SALT LAKE CITY -- Fusion-io has released a new version of its ioTurbine caching software that better integrates server-side flash with storage array networks (SANs). New features include one-click application caching, updated caching algorithms, and common management across physical and virtual servers.
In an interview with EE Times, Lee Caswell, vice president of Fusion-io’s virtualization products group, said the software update allows enterprises to better use flash to take pressure off their SANs using caching algorithms to direct operations from the SAN to the server. Data is read from shared storage and simultaneously written to flash on the server so that any subsequent reads are delivered from flash, he explained, “All of the activity happens without the SAN even knowing.”
Caswell said Fusion-io has a number of large-scale customers with plenty of shared storage capacity to make sure they were addressing data growth in their organization. “Now they are looking for more processing power to be able to analyze that data,” he said. Caching software allows them to continue to use the SAN to meet capacity requirements while scaling up processing on the server side without doing a disruptive upgrade.

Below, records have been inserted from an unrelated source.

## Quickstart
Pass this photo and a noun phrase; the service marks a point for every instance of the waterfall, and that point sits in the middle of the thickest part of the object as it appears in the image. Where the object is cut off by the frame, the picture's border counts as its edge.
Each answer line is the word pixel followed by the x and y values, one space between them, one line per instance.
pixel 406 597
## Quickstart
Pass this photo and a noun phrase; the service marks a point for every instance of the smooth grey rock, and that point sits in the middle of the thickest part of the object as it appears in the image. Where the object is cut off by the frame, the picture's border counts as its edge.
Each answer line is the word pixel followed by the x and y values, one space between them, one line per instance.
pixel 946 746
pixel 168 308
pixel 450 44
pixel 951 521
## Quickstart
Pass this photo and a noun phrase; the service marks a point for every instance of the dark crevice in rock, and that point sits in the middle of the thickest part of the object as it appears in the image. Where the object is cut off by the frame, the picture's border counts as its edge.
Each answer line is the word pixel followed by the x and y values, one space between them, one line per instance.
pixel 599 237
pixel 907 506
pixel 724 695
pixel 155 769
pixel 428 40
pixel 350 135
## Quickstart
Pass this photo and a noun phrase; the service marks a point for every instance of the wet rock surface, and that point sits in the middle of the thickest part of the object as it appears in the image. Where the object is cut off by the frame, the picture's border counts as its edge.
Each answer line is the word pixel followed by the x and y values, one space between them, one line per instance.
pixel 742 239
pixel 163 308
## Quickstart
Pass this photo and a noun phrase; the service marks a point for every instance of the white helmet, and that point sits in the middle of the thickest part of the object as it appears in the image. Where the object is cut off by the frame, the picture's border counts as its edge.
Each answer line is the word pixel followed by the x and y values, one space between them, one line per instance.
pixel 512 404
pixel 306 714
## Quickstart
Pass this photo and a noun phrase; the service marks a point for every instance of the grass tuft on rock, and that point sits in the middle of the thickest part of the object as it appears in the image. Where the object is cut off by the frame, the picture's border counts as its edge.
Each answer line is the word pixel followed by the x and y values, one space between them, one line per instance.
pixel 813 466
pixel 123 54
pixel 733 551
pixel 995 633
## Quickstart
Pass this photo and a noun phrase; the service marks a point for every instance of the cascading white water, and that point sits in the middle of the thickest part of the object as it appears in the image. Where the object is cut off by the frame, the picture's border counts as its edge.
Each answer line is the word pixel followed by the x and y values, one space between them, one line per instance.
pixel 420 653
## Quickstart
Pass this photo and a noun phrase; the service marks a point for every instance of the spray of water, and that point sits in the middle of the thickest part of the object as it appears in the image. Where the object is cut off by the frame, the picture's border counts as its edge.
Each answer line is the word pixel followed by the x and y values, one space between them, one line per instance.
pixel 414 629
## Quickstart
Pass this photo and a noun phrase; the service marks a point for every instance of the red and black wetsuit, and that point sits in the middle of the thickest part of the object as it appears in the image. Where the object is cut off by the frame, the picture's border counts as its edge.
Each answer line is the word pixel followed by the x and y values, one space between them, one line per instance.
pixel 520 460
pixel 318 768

The ioTurbine portfolio comprises several elements, including ioTurbine Direct, a SAN co-processor that offers server-side storage acceleration for physical servers; ioTurbine Virtual, which offloads read workloads to high performance flash in servers; and ioCache, a flash-based cache for accelerating database-based workloads.
Mark Peters, senior analyst with Enterprise Strategy Group, said software is necessary in most cases to maximize the “bang for the buck” from flash, and Fusion-io is not alone in having both server flash and caching software. It has plenty of large and small competitors too, but the company is differentiating itself by offering a range of options for customers. Its recent purchase of NexGen supports that strategy, he said.
Fusion-io acquired NexGen in the spring of 2013. NexGen has been delivering a flash-optimized hybrid storage system that uses Fusion-io’s PCIe flash cards as its performance tier. ioTurbine was also an acquisition for Fusion-io in August 2011.
Over the past couple of years, storage vendors have introduced or acquired software to optimize the use of flash in their products. NetApp’s Flash Accel server cache software, for example, extends the caching and storage management capabilities of its Data ONTAP operating system to servers, accelerating access to data on the back-end storage system.
This summer, EMC purchased ScaleIO, which gives it a software-only approach to managing server storage and the technology to combine server-side PCIe and SSD flash, as well as hard disk drives, into a shared pool, while Western Digital bought caching software provider VeloBit Inc. Instead of prioritizing data on how recently it was accessed, the HyperCache software prioritizes data for server-side read and write caching based on data popularity.
The latest version of ioTurbine improves integration between server side flash where Fusion-io has its roots, said Peters, and more traditional storage array environments. “In the big scheme of things this shows that Fusion-io is speedily embracing and working to deliver more of a hybrid infrastructure approach.” At the same time, he added, the company is maintaining its focus on the value of having the highest performance I/O from server flash, while growing its ability to manage across and between storage silos, whether it’s sharing server-based flash or providing workload flexibility.
“The effective pooling and sharing of resources is one of the battlefronts of storage for the next few years,” Peters said.